So many "mes" to show to the world almost everyday.

Some days, like today, I wish I could just lie in my bed and not intereact with the world, but it's impossible.

I have classes to give.



terça-feira, 12 de novembro de 2024

 Dear Oprah,

Second time today, wow!

I was thinking about Christmas and how much I don't like this time of the year.

Don't get me wrong, I love the idea of Jesus coming to this world to save us, but I do hate what people have made of this date.

Few people give Jesus a thought during Christmas time.

It's all about presents and people getting around a table and most of the time, people who don't even like each other.

Here in Brazil they eat too much, they think it's more important to dress up and eat a feast and drink a lot.

They got in debt to buy Christmas gifts and not everybody gives money (or food) for those who needs it.

It's all kind of hypocritical, if you want my opinion.

For many years now I spend Christmas eve and day alone.

I used to go to stay with my children during this time of the year, but not only it is horribly expensive to buy tickets but also it's the same think: people pretending they care about one another when they really don't.

My daughter in-laws are not bad but they are not nice either.

I feel like I make them uncomfortable.

And I don't feel comfortable around them as well.
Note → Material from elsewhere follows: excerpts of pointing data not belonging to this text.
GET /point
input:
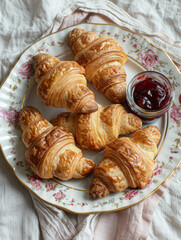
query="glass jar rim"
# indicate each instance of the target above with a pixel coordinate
(144, 112)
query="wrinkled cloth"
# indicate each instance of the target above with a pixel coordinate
(155, 218)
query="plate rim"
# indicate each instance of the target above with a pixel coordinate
(28, 188)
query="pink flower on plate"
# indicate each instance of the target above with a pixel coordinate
(59, 195)
(157, 170)
(10, 116)
(35, 182)
(131, 194)
(149, 183)
(25, 69)
(49, 186)
(175, 113)
(52, 43)
(148, 59)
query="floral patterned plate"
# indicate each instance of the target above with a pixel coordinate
(19, 89)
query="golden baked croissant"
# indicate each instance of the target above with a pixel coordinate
(128, 162)
(62, 84)
(94, 130)
(51, 150)
(102, 58)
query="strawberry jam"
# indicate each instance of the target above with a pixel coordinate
(150, 94)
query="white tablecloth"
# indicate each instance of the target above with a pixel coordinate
(23, 22)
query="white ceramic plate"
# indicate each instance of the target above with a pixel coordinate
(19, 89)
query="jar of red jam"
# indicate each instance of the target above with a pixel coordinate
(149, 95)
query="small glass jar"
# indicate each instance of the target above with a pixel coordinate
(161, 83)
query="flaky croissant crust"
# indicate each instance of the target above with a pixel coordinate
(51, 150)
(93, 131)
(62, 84)
(128, 162)
(102, 58)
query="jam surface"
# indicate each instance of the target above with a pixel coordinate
(150, 94)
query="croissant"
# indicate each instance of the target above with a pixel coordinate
(94, 130)
(102, 58)
(51, 150)
(62, 84)
(128, 162)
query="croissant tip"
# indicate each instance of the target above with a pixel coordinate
(98, 189)
(90, 107)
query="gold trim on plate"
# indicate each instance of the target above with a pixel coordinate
(24, 100)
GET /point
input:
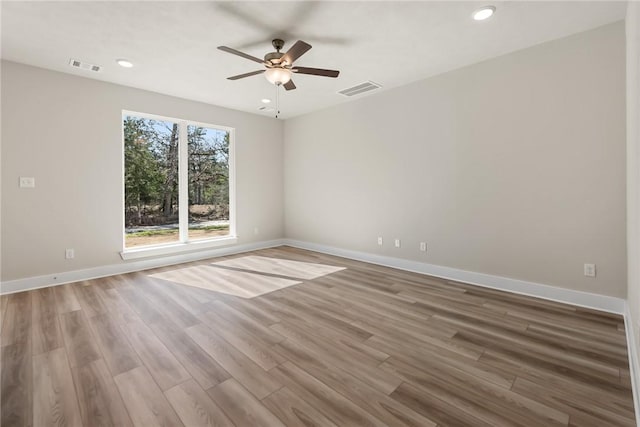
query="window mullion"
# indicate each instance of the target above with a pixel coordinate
(183, 181)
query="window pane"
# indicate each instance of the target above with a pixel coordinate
(208, 182)
(151, 181)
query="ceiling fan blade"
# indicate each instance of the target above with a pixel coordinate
(316, 71)
(242, 76)
(244, 55)
(296, 51)
(289, 85)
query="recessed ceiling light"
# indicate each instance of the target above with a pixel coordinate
(484, 13)
(124, 63)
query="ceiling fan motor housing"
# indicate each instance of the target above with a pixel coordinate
(273, 57)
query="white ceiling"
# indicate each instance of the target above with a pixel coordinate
(173, 44)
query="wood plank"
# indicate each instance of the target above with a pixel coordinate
(16, 385)
(334, 405)
(17, 322)
(498, 400)
(253, 377)
(202, 367)
(99, 400)
(146, 405)
(343, 358)
(45, 329)
(250, 345)
(116, 350)
(89, 299)
(294, 411)
(4, 302)
(54, 401)
(79, 342)
(366, 345)
(195, 407)
(351, 384)
(241, 406)
(160, 362)
(66, 299)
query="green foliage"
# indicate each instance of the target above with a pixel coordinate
(151, 171)
(143, 178)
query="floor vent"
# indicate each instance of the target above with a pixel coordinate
(84, 66)
(361, 88)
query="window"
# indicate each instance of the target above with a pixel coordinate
(178, 181)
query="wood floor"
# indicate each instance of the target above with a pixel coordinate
(361, 346)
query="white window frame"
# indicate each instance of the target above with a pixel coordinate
(184, 244)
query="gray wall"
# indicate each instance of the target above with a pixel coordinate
(633, 165)
(66, 132)
(512, 167)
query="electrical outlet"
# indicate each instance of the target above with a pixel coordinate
(27, 182)
(590, 270)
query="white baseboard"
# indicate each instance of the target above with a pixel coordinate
(573, 297)
(553, 293)
(19, 285)
(577, 298)
(634, 368)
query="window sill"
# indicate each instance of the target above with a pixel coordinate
(177, 248)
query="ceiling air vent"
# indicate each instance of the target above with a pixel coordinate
(361, 88)
(84, 66)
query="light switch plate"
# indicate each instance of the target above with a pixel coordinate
(27, 182)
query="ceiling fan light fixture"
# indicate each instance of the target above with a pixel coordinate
(124, 63)
(484, 13)
(278, 75)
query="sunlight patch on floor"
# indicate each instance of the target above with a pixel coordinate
(230, 282)
(280, 267)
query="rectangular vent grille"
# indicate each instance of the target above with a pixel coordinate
(361, 88)
(84, 66)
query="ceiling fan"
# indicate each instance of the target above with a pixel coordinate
(279, 66)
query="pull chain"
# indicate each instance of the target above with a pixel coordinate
(277, 101)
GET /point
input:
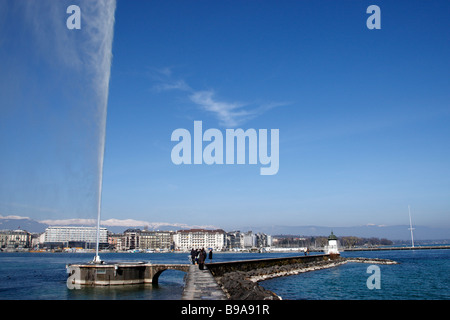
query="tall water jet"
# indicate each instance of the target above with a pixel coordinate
(54, 84)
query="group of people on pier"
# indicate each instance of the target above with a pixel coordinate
(198, 257)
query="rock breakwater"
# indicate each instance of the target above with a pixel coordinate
(240, 285)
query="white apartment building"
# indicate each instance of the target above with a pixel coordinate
(78, 235)
(185, 240)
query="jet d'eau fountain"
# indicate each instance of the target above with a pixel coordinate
(54, 84)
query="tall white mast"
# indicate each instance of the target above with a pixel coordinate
(410, 227)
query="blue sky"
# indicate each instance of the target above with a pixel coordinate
(363, 114)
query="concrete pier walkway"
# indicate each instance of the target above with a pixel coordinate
(200, 285)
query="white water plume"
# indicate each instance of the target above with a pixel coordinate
(54, 84)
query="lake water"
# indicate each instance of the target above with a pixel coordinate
(421, 274)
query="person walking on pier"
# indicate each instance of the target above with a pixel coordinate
(193, 255)
(201, 259)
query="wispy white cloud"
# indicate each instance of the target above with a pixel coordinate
(229, 114)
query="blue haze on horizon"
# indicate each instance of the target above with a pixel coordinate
(363, 114)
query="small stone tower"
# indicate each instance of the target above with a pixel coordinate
(332, 247)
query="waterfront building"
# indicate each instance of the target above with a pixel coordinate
(114, 240)
(156, 240)
(83, 237)
(14, 239)
(249, 240)
(130, 240)
(332, 247)
(235, 240)
(185, 240)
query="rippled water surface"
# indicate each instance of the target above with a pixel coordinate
(421, 274)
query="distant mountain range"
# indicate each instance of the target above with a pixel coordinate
(398, 232)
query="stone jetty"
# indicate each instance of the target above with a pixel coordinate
(243, 285)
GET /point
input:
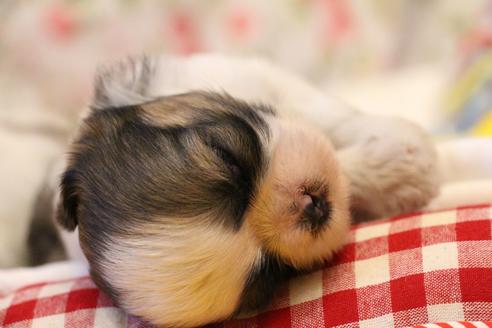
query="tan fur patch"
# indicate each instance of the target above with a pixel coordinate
(300, 157)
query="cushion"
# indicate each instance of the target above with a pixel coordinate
(405, 271)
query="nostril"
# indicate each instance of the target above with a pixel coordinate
(317, 208)
(316, 211)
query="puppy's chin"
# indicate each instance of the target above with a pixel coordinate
(303, 166)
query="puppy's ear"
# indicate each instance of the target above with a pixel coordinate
(68, 203)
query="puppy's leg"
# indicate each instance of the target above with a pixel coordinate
(390, 162)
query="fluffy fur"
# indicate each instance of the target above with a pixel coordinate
(198, 185)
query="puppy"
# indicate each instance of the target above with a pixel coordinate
(196, 186)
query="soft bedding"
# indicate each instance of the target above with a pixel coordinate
(410, 270)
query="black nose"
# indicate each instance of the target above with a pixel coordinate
(316, 213)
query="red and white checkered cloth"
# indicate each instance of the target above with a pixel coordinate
(411, 270)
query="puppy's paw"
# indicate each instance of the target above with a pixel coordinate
(391, 176)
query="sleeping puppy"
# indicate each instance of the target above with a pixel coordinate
(196, 186)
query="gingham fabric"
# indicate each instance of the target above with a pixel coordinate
(406, 271)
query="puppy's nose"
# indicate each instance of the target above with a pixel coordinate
(316, 212)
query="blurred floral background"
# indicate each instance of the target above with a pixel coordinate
(49, 49)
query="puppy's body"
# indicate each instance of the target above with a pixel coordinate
(196, 189)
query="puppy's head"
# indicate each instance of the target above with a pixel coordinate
(192, 206)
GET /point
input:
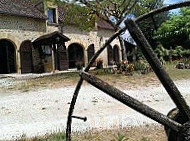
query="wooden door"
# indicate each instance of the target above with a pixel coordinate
(26, 57)
(62, 57)
(110, 55)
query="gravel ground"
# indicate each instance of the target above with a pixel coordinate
(44, 111)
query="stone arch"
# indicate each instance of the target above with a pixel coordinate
(76, 55)
(7, 56)
(110, 55)
(90, 51)
(26, 57)
(116, 55)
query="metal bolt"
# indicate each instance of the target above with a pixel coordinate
(81, 118)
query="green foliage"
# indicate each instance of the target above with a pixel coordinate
(79, 16)
(150, 25)
(176, 30)
(52, 137)
(120, 137)
(145, 139)
(161, 51)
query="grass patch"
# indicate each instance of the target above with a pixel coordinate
(118, 80)
(144, 133)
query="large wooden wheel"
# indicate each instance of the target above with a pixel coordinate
(177, 123)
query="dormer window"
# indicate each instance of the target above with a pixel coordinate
(51, 15)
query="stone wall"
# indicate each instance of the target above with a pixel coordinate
(85, 38)
(18, 29)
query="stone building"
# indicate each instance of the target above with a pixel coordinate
(33, 39)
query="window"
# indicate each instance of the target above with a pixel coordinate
(51, 15)
(46, 50)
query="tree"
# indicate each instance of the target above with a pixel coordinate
(121, 9)
(176, 30)
(118, 9)
(150, 25)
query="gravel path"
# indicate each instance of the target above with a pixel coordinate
(39, 112)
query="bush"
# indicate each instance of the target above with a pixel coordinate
(79, 65)
(143, 66)
(99, 64)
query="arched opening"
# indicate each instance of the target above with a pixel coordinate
(62, 60)
(110, 55)
(7, 57)
(76, 55)
(116, 54)
(26, 57)
(91, 52)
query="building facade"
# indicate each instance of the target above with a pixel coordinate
(32, 39)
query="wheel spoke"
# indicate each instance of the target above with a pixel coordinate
(131, 102)
(153, 60)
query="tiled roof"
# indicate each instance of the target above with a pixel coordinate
(24, 8)
(100, 23)
(104, 25)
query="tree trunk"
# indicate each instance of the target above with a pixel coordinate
(123, 48)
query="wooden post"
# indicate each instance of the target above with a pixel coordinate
(53, 59)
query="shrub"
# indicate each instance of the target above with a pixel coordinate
(99, 64)
(79, 65)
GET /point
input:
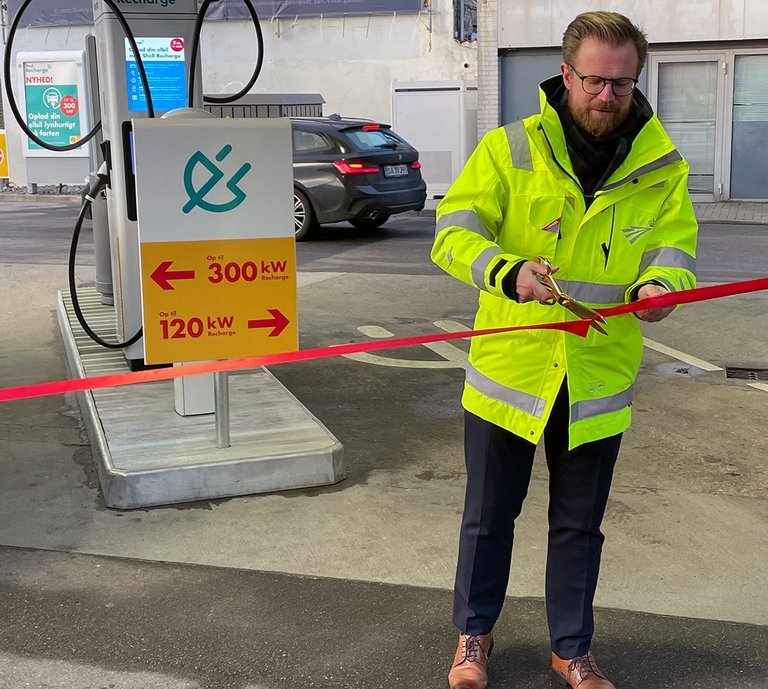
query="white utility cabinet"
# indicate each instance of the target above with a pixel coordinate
(438, 118)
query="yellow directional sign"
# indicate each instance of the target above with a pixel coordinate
(221, 299)
(217, 251)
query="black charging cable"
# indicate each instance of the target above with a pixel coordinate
(102, 176)
(196, 48)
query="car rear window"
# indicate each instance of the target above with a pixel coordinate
(368, 140)
(312, 142)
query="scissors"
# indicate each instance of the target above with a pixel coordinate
(560, 297)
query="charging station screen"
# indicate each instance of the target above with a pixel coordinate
(164, 63)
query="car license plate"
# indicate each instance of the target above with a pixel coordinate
(395, 170)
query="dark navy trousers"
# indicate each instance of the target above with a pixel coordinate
(499, 467)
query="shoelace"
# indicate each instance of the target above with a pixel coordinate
(583, 666)
(472, 649)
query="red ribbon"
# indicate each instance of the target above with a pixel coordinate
(579, 328)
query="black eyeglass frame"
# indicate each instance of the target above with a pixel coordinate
(605, 81)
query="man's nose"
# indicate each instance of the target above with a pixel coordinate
(607, 93)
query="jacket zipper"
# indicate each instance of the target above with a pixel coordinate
(607, 249)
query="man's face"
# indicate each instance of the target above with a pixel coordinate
(601, 113)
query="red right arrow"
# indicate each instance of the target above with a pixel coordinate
(277, 322)
(162, 275)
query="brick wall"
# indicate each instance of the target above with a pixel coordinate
(487, 66)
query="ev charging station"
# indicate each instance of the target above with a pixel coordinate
(163, 33)
(200, 215)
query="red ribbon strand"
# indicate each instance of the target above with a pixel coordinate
(579, 328)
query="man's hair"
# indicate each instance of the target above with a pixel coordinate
(608, 27)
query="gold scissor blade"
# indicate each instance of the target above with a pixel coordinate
(597, 326)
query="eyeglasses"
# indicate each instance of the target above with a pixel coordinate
(594, 85)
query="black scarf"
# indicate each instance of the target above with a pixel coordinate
(595, 158)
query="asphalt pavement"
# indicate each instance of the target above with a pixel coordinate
(349, 585)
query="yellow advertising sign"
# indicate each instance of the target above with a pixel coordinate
(3, 155)
(218, 299)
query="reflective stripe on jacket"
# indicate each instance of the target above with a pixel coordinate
(518, 198)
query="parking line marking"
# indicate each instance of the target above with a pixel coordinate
(452, 326)
(452, 357)
(681, 356)
(375, 332)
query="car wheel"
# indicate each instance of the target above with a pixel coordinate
(378, 221)
(303, 216)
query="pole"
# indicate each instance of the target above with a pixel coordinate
(221, 407)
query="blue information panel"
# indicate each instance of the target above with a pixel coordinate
(164, 63)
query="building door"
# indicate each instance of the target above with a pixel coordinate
(687, 92)
(749, 134)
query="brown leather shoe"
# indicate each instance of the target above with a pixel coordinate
(469, 666)
(581, 672)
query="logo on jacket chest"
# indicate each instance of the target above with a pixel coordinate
(634, 232)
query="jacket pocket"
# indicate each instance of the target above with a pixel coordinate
(533, 225)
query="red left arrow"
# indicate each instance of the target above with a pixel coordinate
(277, 322)
(162, 275)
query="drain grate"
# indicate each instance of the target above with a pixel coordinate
(746, 372)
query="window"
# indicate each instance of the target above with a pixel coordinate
(368, 140)
(311, 142)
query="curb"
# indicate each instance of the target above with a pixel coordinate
(41, 198)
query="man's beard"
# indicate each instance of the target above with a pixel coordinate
(597, 125)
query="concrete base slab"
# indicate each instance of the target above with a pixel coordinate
(147, 454)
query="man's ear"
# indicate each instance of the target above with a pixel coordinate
(567, 76)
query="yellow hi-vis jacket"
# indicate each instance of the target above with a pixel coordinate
(518, 198)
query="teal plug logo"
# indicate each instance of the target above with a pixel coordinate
(197, 196)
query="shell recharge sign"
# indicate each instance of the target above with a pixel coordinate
(52, 93)
(217, 249)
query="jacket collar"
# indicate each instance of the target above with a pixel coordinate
(651, 149)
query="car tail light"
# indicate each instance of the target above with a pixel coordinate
(355, 168)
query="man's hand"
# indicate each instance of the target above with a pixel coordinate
(657, 314)
(528, 287)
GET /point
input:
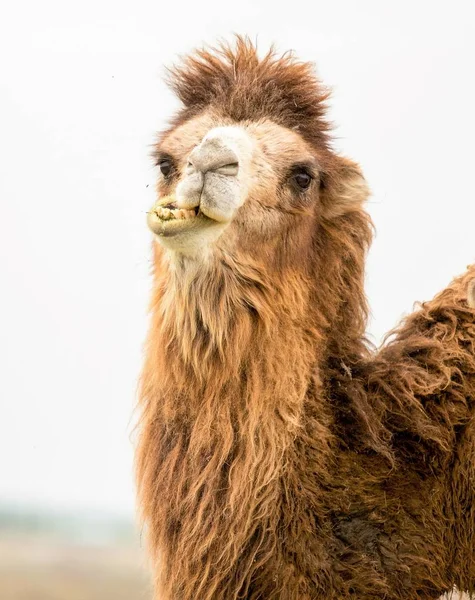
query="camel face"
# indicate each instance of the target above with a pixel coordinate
(224, 182)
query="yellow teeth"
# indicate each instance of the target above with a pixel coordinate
(166, 214)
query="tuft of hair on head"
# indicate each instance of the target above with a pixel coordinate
(233, 80)
(471, 294)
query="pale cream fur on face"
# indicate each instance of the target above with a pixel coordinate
(224, 166)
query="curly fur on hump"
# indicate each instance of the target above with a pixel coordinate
(279, 456)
I have to smile and be... nice.

And they give too much presents for the kids.

Too much.

So much so that they don't get to enjoy any.

They are overwhelmed.

It would be nice to have a small Christmas dinner with only us around a table with not too much food and not to many presents and everybody laughing and enjoying each other company.


 Dear Oprah,

Things haven't changed since last time I wrote here, but I guess I have.

Yes, I am still lonely.

Yes, my friends still just call me or come to me when they need something and yes, my daughter is still a huge pain in my ass, but it is like it doesn't matter.

It simply doesn't matter.

All the horrible things my daughter says to me and about me online, is just like white noise.

Sometimes it hurts because life could be so much different, but it isn't and I guess I just come to peace with myself about it.

No matter what I would like my life to be, it is what it is and if I can't say I am happy, at least I can say I am in peace.

I sleep and don't have nightmares.

I go to the gym, I work, I have my students, and my faith and suddenly it is like it is just what I need.

We always want what we can't have.

We think that we know what is best for us, but do we really?

Probably if we could just trust in God, or Divine Power and let things be, it will all come to a better end than if things were as we wished they were.

For the first time in a long, long time, I feel peace in my heart.